It may not begin with the words “Once upon a time,” but The Prince and the Dressmaker is a fairy tale through and through. From the prince looking for a wife (sort of) to the magical transformations (in a manner of speaking), the story blends elements of a traditional tale with modern ideas and sensibilities in a way that is every bit as charming and cinematic as the animated fairy tales many grew up watching. Perhaps this is a fairy tale that will speak to a new generation.
With echoes of Cinderella firmly in place, the story begins with a ball. All “eligible young women” are invited to Prince Sebastian’s 16th birthday celebration in Paris. Aristocratic young ladies all over the city are clamoring for new gowns and perfect hair for the ball. Frances is a low-level seamstress charged with making a new gown for a petulant girl whose mother wants her to catch the eye of the prince, but the young lady has other plans. She tells Frances, “Just make it ghastly. Make me look like the devil’s wench.” Frances does just that. She spends all night creating a dress that would be plenty risqué on a modern red carpet much less in the historical setting of this story. Of course the dress causes a scandal and costs Frances her job.
The dress may have been more than the vaguely 19th century Parisian society depicted in the book could handle, but someone was less scandalized and more impressed. When this mysterious stranger offers Frances a position as their personal seamstress, she agrees quickly despite not having a clue what she is getting herself into. Who would have guessed she would be agreeing to make dresses for Prince Sebastian himself? Who would have thought that Prince Sebastian secretly wears dresses?
The two of them strike a deal. Frances will keep Sebastian’s secret and design his dresses while he pays her generously and helps her realize her dream of being a real designer. Perhaps they become each other’s fairy godmothers in a way? But it is Frances’ talent that takes center stage from the moment she is given the freedom to design whatever she can imagine. In the golden dress Frances creates for him, Sebastian becomes a new person, the person he has always felt like he was inside. It’s a powerful moment for both of them that Jen Wang captures in illustrations that seem to come fully alive for the first time in the book in much the same way that Sebastian and Frances do. The transformation from Prince Sebastian to Lady Crystallia seems to change the tone of the book as the colors go from dark and dreary to almost electric, full of warmth and energy. You can’t help but get caught up in the magic of the of the dresses and emotions so evident on the characters’ faces.
As Frances creates more and more striking dresses for Sebastian’s alter ego, the two grow closer. Just as readers are cheering the friendship beginning to blossom into romance, the stakes change. When Sebastian’s father, the king, has a health crisis, Sebastian is under even more pressure to step up his role in the kingdom. Keeping his secret seems even more crucial as a potential king than it ever did as the crown prince. But for Sebastian’s identity as Lady Crystallia to stay secret, Frances’ identity as his seamstress must also stay secret. It’s a cold truth, and the story’s shift is reflected in the color palette.

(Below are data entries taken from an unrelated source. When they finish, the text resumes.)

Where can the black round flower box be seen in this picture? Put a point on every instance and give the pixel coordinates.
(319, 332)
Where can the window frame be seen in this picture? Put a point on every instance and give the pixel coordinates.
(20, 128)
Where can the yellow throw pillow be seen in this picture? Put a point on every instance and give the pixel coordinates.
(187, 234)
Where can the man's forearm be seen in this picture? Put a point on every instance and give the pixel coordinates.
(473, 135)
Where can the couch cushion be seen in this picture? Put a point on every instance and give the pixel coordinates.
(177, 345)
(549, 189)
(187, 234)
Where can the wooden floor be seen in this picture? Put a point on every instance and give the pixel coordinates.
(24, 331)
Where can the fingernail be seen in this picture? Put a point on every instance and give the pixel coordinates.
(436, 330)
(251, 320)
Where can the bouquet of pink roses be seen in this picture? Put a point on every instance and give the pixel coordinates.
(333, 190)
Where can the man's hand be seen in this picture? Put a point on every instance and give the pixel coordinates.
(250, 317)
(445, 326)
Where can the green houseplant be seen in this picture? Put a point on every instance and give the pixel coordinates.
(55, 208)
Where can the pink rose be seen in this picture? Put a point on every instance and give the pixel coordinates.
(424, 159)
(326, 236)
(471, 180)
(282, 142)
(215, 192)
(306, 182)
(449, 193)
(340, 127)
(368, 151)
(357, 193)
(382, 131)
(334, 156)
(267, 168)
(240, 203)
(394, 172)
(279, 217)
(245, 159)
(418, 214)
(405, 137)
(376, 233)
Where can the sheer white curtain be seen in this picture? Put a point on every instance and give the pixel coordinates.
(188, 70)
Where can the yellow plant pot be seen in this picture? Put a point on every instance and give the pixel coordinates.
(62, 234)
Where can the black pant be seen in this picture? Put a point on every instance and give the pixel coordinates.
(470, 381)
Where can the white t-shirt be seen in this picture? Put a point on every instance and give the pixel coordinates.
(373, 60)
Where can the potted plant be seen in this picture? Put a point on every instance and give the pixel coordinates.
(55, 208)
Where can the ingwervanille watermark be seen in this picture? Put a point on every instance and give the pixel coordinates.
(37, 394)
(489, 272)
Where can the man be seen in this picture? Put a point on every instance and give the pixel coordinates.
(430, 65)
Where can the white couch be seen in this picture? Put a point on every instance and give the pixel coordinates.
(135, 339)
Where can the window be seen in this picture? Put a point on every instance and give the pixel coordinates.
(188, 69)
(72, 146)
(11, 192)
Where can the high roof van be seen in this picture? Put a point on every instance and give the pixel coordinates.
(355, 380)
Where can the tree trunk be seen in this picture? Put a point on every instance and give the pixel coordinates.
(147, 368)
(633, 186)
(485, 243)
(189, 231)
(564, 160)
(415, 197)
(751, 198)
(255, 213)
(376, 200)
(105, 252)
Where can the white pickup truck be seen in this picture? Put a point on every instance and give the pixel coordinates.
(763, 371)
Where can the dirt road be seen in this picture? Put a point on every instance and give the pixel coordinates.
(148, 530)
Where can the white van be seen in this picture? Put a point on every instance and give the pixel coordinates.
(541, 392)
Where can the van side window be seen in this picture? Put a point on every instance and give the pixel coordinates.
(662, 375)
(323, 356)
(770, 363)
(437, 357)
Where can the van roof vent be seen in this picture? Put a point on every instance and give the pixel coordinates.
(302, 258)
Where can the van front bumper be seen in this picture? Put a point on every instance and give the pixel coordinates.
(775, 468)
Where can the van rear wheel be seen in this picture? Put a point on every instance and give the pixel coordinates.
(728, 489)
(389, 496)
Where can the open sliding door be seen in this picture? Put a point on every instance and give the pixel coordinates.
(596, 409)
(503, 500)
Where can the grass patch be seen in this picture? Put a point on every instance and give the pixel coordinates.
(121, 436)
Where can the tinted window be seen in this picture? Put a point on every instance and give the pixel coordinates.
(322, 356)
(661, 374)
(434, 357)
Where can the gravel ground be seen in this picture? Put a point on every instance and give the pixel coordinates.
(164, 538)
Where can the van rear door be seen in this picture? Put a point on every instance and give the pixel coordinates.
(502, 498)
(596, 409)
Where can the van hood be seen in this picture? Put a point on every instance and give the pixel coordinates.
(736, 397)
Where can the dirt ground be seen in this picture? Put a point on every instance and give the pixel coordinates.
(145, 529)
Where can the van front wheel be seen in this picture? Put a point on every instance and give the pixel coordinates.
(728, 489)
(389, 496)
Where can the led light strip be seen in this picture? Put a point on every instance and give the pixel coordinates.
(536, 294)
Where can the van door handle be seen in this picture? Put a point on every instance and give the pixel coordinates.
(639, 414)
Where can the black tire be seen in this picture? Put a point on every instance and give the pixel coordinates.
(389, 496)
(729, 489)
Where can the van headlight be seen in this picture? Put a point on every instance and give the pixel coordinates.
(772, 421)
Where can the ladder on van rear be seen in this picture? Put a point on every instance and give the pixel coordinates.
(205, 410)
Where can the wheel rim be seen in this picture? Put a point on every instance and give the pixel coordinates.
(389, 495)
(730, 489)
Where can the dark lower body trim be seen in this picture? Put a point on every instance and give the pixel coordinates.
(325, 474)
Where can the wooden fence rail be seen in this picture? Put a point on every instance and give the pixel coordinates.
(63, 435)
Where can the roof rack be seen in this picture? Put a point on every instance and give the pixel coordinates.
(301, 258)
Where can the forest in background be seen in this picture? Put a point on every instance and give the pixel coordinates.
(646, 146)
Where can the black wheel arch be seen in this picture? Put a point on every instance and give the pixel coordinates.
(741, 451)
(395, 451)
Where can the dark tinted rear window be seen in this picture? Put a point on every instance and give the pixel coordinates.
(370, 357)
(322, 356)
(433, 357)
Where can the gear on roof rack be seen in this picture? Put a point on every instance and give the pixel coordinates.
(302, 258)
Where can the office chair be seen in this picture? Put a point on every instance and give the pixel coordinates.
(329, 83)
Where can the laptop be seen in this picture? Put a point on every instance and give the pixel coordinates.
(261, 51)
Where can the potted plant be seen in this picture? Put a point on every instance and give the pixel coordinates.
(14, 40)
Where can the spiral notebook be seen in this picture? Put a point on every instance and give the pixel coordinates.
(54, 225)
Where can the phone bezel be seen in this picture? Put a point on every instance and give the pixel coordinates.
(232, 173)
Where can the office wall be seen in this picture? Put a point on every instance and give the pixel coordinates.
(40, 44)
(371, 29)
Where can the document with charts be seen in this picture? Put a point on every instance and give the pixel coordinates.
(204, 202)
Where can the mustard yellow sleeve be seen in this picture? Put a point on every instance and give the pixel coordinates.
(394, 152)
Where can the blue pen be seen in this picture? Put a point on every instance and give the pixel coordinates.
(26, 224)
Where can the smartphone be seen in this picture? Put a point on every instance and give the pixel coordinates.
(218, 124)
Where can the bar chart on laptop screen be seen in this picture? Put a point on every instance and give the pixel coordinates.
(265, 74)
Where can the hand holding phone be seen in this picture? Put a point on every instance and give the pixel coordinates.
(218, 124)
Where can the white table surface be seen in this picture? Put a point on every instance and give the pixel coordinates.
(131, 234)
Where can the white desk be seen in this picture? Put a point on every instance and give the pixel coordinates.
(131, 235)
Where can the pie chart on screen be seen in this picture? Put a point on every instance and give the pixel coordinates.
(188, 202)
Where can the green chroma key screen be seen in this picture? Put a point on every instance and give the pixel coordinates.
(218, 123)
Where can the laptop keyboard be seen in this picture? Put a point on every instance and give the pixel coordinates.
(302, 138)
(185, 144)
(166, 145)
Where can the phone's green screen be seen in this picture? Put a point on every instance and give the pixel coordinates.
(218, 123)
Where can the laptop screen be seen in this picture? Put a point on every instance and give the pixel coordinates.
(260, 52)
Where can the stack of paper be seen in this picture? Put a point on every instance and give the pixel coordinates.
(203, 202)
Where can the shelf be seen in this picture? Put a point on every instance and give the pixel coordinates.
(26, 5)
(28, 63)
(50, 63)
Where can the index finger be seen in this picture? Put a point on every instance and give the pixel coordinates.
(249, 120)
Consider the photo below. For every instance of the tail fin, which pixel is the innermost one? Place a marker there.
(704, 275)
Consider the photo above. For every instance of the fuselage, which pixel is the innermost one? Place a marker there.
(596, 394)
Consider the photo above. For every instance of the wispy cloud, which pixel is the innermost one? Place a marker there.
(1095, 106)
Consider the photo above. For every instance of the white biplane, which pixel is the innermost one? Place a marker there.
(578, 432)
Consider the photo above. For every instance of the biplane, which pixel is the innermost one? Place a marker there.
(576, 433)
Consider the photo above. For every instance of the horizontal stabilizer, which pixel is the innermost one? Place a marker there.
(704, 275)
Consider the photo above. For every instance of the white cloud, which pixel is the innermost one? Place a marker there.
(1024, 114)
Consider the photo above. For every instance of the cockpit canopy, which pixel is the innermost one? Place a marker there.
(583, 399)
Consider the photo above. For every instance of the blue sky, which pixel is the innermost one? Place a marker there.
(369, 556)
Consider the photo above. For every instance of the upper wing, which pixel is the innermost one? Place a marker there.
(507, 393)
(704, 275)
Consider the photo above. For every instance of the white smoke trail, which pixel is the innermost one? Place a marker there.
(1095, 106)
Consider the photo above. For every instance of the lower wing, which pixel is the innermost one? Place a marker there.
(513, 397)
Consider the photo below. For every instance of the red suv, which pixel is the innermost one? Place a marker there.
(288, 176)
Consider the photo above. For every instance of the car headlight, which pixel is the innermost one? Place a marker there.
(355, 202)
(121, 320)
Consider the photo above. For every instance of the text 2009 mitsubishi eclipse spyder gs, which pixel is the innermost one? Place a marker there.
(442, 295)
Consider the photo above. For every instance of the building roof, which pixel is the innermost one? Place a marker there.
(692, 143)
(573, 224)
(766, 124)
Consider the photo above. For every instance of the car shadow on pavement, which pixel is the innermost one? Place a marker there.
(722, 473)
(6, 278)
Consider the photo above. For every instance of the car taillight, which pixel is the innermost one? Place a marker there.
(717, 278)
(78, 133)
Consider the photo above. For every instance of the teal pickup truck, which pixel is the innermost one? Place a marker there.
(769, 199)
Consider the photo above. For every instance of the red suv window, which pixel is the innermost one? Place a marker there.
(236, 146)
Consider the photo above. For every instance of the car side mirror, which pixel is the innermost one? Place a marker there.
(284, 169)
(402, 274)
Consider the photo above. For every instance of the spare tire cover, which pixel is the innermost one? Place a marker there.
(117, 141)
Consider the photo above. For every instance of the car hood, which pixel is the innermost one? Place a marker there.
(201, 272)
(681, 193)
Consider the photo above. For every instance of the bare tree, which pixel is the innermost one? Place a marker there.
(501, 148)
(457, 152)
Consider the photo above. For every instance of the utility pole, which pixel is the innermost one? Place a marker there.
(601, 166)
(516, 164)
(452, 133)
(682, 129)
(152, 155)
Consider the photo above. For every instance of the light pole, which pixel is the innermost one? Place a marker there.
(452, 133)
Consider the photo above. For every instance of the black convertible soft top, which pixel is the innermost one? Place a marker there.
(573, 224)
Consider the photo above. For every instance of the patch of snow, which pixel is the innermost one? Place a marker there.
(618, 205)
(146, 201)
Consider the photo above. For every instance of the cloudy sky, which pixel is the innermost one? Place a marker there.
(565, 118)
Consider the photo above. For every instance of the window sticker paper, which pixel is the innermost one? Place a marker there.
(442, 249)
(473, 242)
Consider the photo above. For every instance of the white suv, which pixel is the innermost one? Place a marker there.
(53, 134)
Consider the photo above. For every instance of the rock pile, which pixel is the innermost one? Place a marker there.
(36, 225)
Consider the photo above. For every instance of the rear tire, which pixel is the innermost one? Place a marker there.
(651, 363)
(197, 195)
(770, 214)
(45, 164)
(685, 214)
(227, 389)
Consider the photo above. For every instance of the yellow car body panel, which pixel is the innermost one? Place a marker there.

However, this isn’t the sort of fairy tale where the girl gives up her dream for the handsome prince. Frances isn’t about to stay hidden away and forfeit credit for her work no matter how much she cares for her friend. It is clear that she has come into her own as a designer as much as Sebastian has embraced who he is as a “prince who wears dresses.”
As a side note, if you picked up this book looking for an in depth discussion of gender identity, you are out of luck here. Whether the prince considers himself non-binary, genderfluid, or other label isn’t addressed in the book. It’s less about any particular labels and more about the power of acceptance, of believing in yourself, and being true to who you are.
While we do indeed get to a happily-ever-after, it doesn’t come without challenges. Some readers may quibble with the too-good-to-be-true nature of the ending or the fact that it wraps up rather suddenly, but other readers will cheer for acceptance no matter how anachronistic it may be. Really, the anachronisms are part of the charm of this story. It may be jarring at first to read Prince Sebastian ask Frances if she’s “weirded out” when she learns that he likes to dress in women’s clothes considering the historical setting, but readers who are willing to allow the modern to blend into the fairy tale will find themselves swept away in a heartwarming whirlwind that makes anything feel possible.
If this is part of a new era of fairy tales in which we tell unconventional and slightly irreverent coming-of-age stories with acceptance and empathy taking center stage, I’m all for it. Hand this book to the kids who think they’ve outgrown fairy tales who are ready for something out of the ordinary.